Fourth, we aimed to explore the influence of camera perspective on IRR. We did not find significant differences based on camera perspective. These results are in line with a meta-analysis pointing out that across IRR studies on competence assessments, no moderators could be identified (Kühne et al., 2020). In fact, empirical evidence for moderators of competence ratings remains scarce (Muse et al., 2022). Although we did not find any effects of the camera perspective on which the competence ratings were based, future research should continue to investigate possible moderators of IRR. Studies using large samples are needed to detect moderators such as rater training or biases.
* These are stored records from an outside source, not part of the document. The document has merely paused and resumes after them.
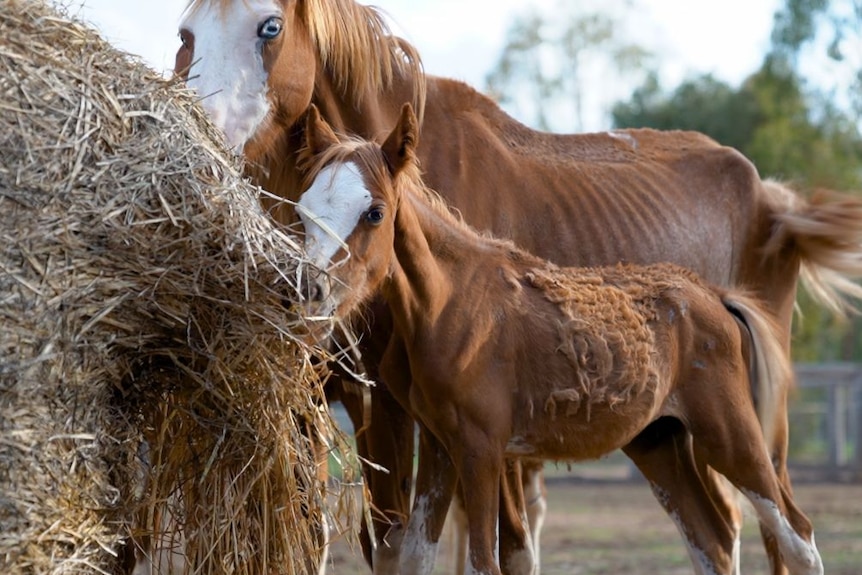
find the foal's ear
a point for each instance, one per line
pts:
(399, 149)
(318, 135)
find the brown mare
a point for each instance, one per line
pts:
(512, 356)
(637, 196)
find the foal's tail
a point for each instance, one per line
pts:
(769, 365)
(826, 234)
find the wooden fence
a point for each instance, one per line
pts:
(826, 421)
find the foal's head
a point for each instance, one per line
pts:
(348, 211)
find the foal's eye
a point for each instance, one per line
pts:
(374, 216)
(270, 28)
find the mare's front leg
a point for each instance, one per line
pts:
(435, 484)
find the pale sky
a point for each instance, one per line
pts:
(463, 38)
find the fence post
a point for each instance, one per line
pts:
(837, 428)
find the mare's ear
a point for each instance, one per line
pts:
(318, 135)
(399, 149)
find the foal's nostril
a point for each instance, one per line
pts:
(315, 293)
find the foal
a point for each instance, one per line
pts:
(512, 357)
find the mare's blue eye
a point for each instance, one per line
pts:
(374, 216)
(270, 28)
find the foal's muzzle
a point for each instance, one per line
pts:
(316, 287)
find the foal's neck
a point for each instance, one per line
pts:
(434, 255)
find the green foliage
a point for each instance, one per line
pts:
(542, 69)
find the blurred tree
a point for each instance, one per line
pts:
(544, 70)
(790, 132)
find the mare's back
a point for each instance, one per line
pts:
(640, 196)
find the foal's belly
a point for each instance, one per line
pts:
(589, 432)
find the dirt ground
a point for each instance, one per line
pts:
(616, 527)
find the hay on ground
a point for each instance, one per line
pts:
(149, 375)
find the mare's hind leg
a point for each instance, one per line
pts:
(779, 461)
(663, 453)
(732, 441)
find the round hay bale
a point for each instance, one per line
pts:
(152, 387)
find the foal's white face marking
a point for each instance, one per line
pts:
(330, 210)
(228, 71)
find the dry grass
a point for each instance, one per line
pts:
(150, 372)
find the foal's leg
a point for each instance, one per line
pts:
(733, 442)
(536, 500)
(435, 483)
(517, 556)
(389, 440)
(479, 462)
(663, 453)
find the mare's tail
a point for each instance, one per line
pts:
(826, 233)
(769, 366)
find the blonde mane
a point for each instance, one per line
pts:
(355, 45)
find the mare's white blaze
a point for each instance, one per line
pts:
(537, 509)
(418, 552)
(799, 555)
(330, 210)
(228, 71)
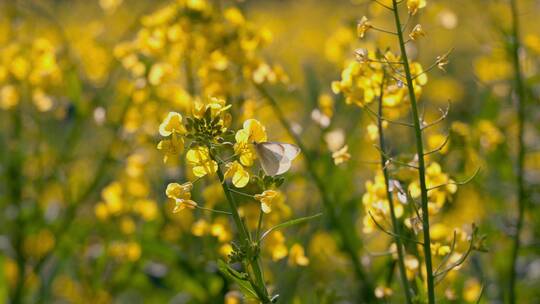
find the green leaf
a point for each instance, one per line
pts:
(289, 224)
(235, 276)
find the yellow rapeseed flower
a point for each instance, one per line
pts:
(266, 198)
(239, 176)
(199, 158)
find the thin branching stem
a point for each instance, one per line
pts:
(520, 181)
(245, 239)
(350, 240)
(421, 162)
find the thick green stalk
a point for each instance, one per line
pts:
(521, 95)
(389, 196)
(421, 162)
(349, 237)
(245, 240)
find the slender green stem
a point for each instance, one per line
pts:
(259, 225)
(349, 238)
(245, 240)
(421, 161)
(520, 98)
(389, 196)
(15, 190)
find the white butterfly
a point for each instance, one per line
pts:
(276, 157)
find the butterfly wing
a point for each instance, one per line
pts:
(276, 157)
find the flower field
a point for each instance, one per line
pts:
(269, 151)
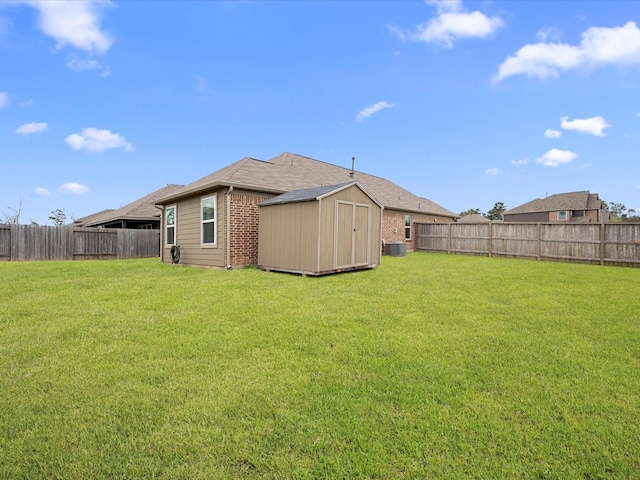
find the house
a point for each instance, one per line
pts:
(315, 231)
(473, 218)
(215, 219)
(573, 207)
(139, 214)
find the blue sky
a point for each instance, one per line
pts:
(467, 103)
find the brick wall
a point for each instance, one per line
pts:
(244, 229)
(393, 226)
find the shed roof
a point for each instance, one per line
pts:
(582, 200)
(288, 172)
(141, 209)
(309, 194)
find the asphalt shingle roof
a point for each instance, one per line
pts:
(561, 201)
(288, 172)
(141, 209)
(304, 195)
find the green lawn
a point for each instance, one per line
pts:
(429, 366)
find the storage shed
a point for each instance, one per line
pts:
(316, 231)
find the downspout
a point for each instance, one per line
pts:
(228, 240)
(161, 208)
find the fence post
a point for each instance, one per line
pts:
(490, 246)
(602, 237)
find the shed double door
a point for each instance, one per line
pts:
(353, 235)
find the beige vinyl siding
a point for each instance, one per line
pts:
(188, 232)
(308, 237)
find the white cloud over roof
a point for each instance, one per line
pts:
(94, 140)
(549, 133)
(41, 192)
(74, 23)
(367, 112)
(452, 23)
(599, 47)
(29, 128)
(555, 157)
(592, 126)
(74, 188)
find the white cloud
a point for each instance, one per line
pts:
(549, 33)
(74, 23)
(555, 157)
(41, 192)
(29, 128)
(552, 133)
(202, 84)
(367, 112)
(592, 126)
(75, 188)
(96, 141)
(451, 24)
(4, 25)
(599, 47)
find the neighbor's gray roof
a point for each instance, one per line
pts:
(474, 218)
(561, 201)
(141, 209)
(289, 171)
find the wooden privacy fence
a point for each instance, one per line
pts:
(34, 242)
(600, 243)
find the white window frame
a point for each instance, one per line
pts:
(174, 226)
(214, 220)
(407, 228)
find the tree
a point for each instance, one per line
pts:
(617, 210)
(12, 217)
(471, 211)
(58, 217)
(496, 212)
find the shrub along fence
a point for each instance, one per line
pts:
(34, 242)
(598, 243)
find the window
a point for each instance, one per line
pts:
(170, 224)
(407, 227)
(208, 208)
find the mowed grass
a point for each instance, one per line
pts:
(429, 366)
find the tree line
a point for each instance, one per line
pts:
(617, 212)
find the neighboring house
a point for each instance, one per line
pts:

This study also adds to the knowledge about competence assessments of trainees at an early skill acquisition stage. We thereby tapped into a particularly sensitive stage of competence development, in which reliable competence assessments are essential for further skill consolidation (Muse et al., 2022). However, the competence ratings were limited to the assessment of student trainees based on interactions in a standardized setting using well-structured and predefined tasks as well as SPs. This limits the data’s generalizability and reduces external validity. These circumstances may offer an explanation for the good IRR of the Novice A dyad as well as their high concordance with the Expert dyad. Previous studies using naturalistic samples and more experienced therapists reported lower ICCs for novices and lower concordance between experts and novices (Weck et al., 2011; Weck, Weigel, Weck et al., 2011a, b, c). While the applicability to more naturalistic settings may be criticized, such a standardized approach has proven useful, indicating that at least for adherence ratings fewer standardized assessments are needed to achieve a reliable estimate (Imel et al., 2014). Subsequent studies should therefore include competence ratings derived from naturalistic settings and more experienced therapists to complement our findings (Kazantzis et al., 2018). In practice, future research could examine how trainees respond to feedback provided by novices compared to experts.

Conclusion

In this study, we explored ways to improve competence measurements. We contributed to competence and training research by using trained independent raters, controlling for rater drift and comparing raters with different levels of expertise and training. As a strength of the current study, all raters assessed over 350 videos. To date, only a few studies have used a similar number of videos, indicating great variability in IRR (Barber et al., 2004; Dennhag et al., 2012a, b). Moreover, we implemented several measures for competence assessments, as any single scale is unlikely to provide a comprehensive measure of therapist competence (Muse et al., 2022). Our findings are, however, limited to the role play setting of this study using well-structured and predefined tasks as well as SPs. We suggest that trained novices such as psychology students or therapist trainees may assess psychotherapeutic competencies in standardized situations with adequate reliability, especially when supervised and using well-established, unambiguous scales. Our findings, however, indicate that the IRR of novice raters might be highly dependent on their training and supervision throughout their ratings. While including novice raters might reduce barriers to the implementation of competence assessments, their inclusion could be limited to standardized settings or basic therapeutic tasks. In summary, this study underscores the importance and complexity of training future therapists.